Jonathan Teaching a Mask Class
Mask Improvisation for Actor Training and Performance by Sears Eldredge Because mask improvisation is relatively new in American theatre training, this work is designed to acquaint readers with the theory of mask improvisation and to instruct them in the techniques of the method as well. It gives a historical survey of the role masks of masks in various cultures. The real value of this book comes in the wide range of activities and exercises in the use of mask. Any teacher of Drama (from high school to university) can work with students through the exercises. They begin with the notion of “Neutral” and what the might mean for an actor in terms of movement and characterisation; then works through a range of increasingly defined masks to a complete “Complex Character” mask. The Moving Body (Le Corps Poetique) by Jacques Lecoq
Jonathan Teaching a Movement Class
In The Moving Body, translated into English for the first time, Lecoq shares his unique philosophy of performance, improvisation, masks, movement, and gesture. Neutral mask, character masks and counter-masks, bouffons, acrobatics, commedia, clowns: all the famous Lecoq techniques are include here. The Moving Body is the written legacy of a great theatrical imagination. Improvisation in Drama by Anthony Frost & Ralph Yarrow This was the first book to offer a unified view of work central to most drama training. This new edition includes extended coverage of practitioners to include Boal, Meisner, Michael Chekhov and Jonathan Fox; updated assessments of Keith Johnstone, Eugenio Barba, Dario Fo, Jerzy Grotowski and Jacques Lecoq; extended coverage of women practitioners, non-western theatre, developments in “long form” improvisation and live-action role play; and more practical examples with fuller descriptions.

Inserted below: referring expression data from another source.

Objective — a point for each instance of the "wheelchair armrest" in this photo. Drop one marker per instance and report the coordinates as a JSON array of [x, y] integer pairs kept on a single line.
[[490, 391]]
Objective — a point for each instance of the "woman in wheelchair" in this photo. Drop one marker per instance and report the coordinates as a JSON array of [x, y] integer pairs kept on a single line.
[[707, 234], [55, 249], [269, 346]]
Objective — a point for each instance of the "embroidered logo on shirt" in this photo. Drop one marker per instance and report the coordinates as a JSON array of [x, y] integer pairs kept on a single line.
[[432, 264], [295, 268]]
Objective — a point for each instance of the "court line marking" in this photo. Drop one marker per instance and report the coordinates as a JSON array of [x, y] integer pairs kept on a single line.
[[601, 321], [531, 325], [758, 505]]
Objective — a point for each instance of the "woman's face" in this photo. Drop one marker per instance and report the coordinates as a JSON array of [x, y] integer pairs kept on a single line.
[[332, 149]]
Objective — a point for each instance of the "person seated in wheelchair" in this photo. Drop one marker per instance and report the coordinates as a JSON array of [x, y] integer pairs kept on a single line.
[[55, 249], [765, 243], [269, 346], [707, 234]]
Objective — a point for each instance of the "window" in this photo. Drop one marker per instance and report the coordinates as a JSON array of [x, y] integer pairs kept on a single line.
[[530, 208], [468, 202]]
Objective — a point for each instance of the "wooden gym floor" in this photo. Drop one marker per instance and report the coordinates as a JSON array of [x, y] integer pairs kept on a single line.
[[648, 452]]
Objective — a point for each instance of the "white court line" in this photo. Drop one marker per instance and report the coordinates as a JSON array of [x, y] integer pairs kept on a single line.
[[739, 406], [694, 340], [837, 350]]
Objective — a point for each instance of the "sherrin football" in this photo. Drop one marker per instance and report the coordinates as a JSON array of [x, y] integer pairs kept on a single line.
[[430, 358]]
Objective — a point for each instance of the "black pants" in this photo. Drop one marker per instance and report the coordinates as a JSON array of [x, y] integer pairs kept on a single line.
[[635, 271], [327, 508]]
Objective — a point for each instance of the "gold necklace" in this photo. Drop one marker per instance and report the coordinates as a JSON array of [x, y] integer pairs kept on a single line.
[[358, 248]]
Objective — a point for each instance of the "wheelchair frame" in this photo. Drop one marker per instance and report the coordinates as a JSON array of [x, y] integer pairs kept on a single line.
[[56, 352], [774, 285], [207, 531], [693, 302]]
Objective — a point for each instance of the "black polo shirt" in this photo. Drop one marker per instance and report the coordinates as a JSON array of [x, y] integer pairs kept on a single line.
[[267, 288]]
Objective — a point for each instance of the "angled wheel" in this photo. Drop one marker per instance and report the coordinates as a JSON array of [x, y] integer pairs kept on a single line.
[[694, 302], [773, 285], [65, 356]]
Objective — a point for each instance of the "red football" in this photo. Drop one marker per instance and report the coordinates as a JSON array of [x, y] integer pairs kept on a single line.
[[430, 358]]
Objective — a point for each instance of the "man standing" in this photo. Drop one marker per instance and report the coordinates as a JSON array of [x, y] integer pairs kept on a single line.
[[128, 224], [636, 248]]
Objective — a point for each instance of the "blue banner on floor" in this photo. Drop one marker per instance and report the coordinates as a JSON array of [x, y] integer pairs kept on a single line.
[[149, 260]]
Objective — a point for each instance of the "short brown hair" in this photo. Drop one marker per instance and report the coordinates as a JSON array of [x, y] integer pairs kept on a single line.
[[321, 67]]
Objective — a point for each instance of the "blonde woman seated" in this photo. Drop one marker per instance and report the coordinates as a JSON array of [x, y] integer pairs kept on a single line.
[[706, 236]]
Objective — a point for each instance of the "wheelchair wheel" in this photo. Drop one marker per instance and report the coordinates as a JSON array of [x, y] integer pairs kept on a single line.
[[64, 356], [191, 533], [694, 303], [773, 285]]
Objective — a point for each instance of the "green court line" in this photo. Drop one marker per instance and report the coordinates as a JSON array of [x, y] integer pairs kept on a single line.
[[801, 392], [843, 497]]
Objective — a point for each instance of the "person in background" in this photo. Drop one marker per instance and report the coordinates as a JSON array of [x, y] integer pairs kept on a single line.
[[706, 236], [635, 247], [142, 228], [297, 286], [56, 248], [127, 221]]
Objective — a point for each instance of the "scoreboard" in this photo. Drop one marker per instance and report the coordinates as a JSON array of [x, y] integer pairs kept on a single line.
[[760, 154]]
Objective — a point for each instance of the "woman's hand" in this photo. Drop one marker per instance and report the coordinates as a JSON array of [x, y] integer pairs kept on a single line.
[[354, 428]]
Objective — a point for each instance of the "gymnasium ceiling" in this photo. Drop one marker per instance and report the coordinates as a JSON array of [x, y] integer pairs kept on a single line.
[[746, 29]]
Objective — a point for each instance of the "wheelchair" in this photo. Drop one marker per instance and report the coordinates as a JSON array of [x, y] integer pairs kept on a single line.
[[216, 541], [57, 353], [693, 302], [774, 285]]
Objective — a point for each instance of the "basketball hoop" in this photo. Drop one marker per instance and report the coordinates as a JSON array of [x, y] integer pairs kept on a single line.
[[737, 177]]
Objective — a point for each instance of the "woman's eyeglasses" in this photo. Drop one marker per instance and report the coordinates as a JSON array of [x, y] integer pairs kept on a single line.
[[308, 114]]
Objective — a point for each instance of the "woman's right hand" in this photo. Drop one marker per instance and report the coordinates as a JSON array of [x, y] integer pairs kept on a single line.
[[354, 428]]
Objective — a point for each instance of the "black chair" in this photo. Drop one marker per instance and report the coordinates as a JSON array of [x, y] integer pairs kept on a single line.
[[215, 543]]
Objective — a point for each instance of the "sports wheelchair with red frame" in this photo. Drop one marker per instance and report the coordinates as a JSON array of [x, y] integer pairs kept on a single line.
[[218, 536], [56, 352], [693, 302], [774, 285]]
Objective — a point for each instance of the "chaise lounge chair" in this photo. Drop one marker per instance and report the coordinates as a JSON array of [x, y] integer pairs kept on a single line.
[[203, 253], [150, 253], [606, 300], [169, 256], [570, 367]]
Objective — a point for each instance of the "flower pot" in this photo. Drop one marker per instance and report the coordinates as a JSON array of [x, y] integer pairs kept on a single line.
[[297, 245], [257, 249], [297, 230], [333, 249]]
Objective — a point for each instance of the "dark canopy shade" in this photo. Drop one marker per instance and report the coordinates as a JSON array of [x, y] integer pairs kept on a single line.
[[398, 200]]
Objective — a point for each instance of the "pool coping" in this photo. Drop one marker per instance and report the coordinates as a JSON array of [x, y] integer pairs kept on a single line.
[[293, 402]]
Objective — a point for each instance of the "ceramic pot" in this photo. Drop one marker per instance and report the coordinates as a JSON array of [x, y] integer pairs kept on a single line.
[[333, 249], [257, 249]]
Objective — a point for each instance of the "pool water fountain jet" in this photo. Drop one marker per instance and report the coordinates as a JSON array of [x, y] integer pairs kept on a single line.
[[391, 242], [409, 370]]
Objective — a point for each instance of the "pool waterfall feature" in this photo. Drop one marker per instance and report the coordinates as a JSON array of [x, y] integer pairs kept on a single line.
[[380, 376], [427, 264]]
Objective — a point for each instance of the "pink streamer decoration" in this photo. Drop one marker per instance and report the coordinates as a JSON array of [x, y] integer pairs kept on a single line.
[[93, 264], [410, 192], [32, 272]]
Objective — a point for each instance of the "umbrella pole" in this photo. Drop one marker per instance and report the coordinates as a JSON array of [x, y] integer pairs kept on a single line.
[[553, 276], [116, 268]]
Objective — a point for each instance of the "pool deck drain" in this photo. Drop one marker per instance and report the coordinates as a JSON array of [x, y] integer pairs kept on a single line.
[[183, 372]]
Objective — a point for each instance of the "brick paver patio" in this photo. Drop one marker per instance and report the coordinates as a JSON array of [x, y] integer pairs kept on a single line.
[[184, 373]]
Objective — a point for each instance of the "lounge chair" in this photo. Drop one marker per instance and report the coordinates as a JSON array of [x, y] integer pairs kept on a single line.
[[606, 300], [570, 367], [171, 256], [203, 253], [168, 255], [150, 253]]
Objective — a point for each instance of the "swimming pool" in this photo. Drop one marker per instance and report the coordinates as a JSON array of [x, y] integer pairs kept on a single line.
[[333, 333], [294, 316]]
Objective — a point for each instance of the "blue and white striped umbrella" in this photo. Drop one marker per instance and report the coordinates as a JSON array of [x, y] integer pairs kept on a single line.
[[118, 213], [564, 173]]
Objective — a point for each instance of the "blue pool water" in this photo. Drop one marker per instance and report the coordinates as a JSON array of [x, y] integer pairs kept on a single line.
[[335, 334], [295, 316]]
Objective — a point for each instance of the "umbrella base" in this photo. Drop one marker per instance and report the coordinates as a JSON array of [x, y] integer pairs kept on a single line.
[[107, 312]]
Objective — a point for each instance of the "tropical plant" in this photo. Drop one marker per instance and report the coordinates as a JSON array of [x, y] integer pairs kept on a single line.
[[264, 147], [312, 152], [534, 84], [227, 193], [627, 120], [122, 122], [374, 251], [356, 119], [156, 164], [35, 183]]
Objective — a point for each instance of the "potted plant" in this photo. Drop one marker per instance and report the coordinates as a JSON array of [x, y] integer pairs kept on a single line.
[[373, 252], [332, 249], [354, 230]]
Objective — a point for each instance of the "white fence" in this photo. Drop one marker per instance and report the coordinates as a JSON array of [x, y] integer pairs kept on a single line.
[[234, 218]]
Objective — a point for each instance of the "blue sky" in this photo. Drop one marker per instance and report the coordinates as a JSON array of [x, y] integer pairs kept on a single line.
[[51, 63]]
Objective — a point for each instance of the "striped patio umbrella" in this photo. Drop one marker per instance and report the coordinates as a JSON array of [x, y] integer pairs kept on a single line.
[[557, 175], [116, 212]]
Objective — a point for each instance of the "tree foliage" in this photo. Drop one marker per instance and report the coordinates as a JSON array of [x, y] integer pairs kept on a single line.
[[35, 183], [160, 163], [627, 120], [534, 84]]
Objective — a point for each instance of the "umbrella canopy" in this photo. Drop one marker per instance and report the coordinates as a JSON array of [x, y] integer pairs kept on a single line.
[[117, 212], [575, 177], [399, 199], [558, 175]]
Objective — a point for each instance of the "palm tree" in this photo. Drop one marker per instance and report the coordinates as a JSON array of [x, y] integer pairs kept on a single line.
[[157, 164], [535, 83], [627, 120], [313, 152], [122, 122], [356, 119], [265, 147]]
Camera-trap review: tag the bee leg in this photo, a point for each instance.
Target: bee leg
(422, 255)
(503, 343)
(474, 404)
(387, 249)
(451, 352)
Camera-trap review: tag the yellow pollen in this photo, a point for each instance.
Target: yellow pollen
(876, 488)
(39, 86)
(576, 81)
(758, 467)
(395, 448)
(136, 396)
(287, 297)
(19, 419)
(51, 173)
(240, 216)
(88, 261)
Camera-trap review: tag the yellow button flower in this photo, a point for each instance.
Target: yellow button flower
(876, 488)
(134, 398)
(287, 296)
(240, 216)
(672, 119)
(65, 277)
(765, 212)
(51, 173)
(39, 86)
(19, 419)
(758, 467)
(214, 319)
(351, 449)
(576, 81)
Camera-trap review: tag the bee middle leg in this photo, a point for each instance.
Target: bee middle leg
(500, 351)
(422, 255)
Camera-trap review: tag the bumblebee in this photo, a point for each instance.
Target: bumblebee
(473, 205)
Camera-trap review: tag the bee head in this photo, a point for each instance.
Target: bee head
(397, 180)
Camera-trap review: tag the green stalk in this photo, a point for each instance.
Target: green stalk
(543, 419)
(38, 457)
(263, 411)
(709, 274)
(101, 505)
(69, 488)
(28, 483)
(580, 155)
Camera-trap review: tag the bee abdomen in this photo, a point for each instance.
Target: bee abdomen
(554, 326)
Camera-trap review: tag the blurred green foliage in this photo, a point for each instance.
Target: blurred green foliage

Jonathan Teaching a Movement Class
Copeau: Texts on Theatre by John Rudlin & Norman H. Paul Jacques Copeau, founder of the Theatre du Vieux Colombier in Paris, is a major figure in the history of early 20th-century theatre. Though his interests ranged from religion and politics to education and child psychology, his sensibility was dramatic, and he related all his thoughts to theatre practice and training. This book is the first anthology of Copeau’s writing to be translated into English. Drawn from a wide range of published and unpublished works, it offers an opportunity to evaluate the scope and importance of his lifetime search for a true theatrical renovation. Copeau lays the foundation of mask training for the western theatre during his teaching at the Vieux Columbier.